The first was the cult of personal honor. In most parts of the world, in the Middle Ages (Europe was only a partial exception), merchants had to develop reputations for scrupulous integrity—not just always paying their debts, but forgiving others’ debts if they were in difficulties, and being generally pillars of their communities. Merchants could be trusted with money because they convinced others that they didn’t think money was the most important thing. As a result, “credit,” “honor,” and “decency” became the same thing—an identification which passed into ordinary life as well. As a result in England, where probably 95% of all transactions in a Medieval village were on credit, and decent people tended to avoid the courts, people still speak of “village worthies,” or “men of no account.”

The apogee of this system though was the world of Medieval Islam, where checks were already in wide use by 1000 AD, and letters of credit could travel from Mali to Malaysia, all without any state enforcement whatsoever.

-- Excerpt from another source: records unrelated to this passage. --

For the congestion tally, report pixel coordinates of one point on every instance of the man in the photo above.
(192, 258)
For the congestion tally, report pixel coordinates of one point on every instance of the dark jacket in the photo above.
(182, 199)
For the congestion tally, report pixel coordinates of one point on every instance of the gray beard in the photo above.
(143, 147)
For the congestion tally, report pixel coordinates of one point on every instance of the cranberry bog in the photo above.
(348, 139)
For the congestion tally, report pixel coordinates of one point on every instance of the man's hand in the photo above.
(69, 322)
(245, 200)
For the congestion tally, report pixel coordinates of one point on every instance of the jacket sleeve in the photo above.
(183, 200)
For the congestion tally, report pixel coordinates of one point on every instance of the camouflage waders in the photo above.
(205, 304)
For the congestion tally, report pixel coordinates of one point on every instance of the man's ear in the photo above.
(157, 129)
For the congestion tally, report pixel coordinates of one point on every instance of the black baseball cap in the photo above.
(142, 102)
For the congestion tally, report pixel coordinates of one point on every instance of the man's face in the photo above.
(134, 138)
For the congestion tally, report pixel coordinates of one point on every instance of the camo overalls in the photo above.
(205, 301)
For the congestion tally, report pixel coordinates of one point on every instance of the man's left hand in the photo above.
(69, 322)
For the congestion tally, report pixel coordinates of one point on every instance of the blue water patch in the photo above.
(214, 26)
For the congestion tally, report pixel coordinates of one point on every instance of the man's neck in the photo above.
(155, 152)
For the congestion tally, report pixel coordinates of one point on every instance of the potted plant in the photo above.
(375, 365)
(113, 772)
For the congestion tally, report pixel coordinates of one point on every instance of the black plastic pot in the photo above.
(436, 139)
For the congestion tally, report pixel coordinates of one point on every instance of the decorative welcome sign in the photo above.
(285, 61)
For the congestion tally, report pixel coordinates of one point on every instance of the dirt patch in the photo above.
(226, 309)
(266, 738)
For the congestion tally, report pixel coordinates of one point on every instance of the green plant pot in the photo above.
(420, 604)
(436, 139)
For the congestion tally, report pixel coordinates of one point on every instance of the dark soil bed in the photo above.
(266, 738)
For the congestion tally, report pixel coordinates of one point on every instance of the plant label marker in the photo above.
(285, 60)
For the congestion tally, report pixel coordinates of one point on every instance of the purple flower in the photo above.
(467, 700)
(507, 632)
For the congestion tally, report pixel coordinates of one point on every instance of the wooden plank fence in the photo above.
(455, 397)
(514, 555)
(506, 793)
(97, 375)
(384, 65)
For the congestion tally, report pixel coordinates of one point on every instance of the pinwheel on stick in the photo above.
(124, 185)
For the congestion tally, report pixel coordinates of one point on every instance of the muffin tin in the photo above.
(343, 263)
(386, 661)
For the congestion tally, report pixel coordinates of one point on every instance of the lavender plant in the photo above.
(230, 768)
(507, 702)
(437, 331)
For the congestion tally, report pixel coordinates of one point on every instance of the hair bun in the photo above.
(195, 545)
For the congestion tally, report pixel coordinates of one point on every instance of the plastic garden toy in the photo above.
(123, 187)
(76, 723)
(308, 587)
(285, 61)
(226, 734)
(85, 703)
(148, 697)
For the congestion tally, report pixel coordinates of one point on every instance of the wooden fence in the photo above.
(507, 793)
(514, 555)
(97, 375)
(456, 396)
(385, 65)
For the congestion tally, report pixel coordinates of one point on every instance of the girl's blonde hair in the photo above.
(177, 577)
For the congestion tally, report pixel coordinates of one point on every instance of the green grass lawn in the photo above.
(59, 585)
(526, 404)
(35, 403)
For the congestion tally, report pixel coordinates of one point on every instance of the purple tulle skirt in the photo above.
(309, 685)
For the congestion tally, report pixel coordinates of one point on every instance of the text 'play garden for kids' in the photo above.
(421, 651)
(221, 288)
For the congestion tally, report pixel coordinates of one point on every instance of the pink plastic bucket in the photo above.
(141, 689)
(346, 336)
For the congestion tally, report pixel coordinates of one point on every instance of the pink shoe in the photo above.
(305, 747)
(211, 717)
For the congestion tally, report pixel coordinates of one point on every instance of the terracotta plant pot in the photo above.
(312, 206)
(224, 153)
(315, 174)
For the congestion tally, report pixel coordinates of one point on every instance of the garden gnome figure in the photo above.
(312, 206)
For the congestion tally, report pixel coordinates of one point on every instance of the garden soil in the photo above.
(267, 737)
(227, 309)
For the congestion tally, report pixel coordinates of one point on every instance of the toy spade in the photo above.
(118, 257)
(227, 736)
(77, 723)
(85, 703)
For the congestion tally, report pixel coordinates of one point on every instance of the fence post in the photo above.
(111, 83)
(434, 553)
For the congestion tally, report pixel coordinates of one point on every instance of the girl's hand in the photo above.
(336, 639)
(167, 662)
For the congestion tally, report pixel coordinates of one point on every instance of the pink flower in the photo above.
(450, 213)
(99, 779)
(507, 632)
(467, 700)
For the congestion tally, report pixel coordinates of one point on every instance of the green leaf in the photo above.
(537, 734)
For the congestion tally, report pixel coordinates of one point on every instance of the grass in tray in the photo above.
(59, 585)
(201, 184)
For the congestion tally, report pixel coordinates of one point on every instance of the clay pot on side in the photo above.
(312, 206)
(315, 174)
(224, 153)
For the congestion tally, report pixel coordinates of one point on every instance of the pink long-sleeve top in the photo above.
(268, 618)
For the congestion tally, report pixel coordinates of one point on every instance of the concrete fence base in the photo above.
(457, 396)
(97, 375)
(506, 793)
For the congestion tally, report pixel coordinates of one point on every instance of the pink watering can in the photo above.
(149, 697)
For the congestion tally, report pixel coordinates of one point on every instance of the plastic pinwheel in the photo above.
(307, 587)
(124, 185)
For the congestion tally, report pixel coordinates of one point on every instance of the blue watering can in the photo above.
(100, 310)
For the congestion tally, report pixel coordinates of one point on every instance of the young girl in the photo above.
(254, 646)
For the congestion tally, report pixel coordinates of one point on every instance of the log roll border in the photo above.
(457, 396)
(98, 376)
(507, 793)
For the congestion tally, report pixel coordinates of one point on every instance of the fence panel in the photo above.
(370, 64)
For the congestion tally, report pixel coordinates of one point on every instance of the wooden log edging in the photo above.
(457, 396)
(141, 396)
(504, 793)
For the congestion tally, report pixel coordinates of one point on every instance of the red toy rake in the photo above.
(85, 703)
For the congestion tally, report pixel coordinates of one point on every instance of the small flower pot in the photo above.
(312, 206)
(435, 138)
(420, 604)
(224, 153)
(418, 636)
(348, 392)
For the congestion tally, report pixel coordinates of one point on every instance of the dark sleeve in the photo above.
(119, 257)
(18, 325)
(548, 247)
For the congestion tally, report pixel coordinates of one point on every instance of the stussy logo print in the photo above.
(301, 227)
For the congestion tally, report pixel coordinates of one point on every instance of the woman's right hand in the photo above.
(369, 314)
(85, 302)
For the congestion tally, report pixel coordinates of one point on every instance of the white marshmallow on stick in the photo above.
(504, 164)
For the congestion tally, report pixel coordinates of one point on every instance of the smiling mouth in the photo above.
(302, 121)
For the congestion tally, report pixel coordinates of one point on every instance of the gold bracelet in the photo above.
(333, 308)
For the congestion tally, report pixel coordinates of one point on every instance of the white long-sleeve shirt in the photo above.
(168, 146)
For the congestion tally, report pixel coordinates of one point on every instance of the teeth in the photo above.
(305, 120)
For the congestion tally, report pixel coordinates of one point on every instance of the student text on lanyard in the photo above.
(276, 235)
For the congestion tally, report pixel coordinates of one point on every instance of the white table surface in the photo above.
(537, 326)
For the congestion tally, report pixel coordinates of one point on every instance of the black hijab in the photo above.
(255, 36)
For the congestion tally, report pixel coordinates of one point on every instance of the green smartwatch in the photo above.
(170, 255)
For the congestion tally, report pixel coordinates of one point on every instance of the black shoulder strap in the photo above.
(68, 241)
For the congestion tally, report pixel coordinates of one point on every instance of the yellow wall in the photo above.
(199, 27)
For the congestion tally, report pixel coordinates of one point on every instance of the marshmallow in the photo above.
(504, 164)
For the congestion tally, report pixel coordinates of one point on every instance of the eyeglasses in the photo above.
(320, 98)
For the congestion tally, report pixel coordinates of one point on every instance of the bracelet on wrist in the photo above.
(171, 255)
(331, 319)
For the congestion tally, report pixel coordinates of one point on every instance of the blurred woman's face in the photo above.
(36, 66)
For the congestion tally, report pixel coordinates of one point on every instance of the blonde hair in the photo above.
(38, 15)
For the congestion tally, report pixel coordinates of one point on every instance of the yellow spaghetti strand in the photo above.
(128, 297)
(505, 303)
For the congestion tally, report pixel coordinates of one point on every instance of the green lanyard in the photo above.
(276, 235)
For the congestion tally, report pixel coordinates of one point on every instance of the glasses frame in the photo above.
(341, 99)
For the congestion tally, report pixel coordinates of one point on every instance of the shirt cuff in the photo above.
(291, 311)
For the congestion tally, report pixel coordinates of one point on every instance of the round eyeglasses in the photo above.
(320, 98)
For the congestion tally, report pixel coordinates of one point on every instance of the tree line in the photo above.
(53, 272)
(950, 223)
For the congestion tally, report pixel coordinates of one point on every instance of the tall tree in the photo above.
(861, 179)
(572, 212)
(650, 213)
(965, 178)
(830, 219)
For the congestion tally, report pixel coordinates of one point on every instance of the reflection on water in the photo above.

In Melaka, the great Indian Ocean entrepôt, merchants from as far a way as Ethiopia or Korea notoriously avoided written contracts, preferring to seal deals “with a handshake and a glance at heaven.” If there were problems, they were referred to sharia courts with no power to have miscreants arrested or imprisoned, but with the power to destroy a merchant’s reputation, and therefore, credit-worthiness, if he were to refuse to abide by their rulings.

This latter brings us to the second factor: the existence of some sort of overarching institutions, larger than states, usually religious in nature, that ensured that credit systems didn’t fly completely out of hand. For much of human history, the great social evil—the thing that everyone feared would lead to the utter breakdown of society—was the debt crisis. The masses of the poor would become indebted to the rich, they would lose their flocks and fields, begin selling family members into peonage and slavery, leading either to mass flight, uprisings, or a society so polarized that the majority were effectively (sometimes literally) reduced to slaves. In periods where economic transactions were conducted largely through cash, there are many parts of the world where this actually began to happen.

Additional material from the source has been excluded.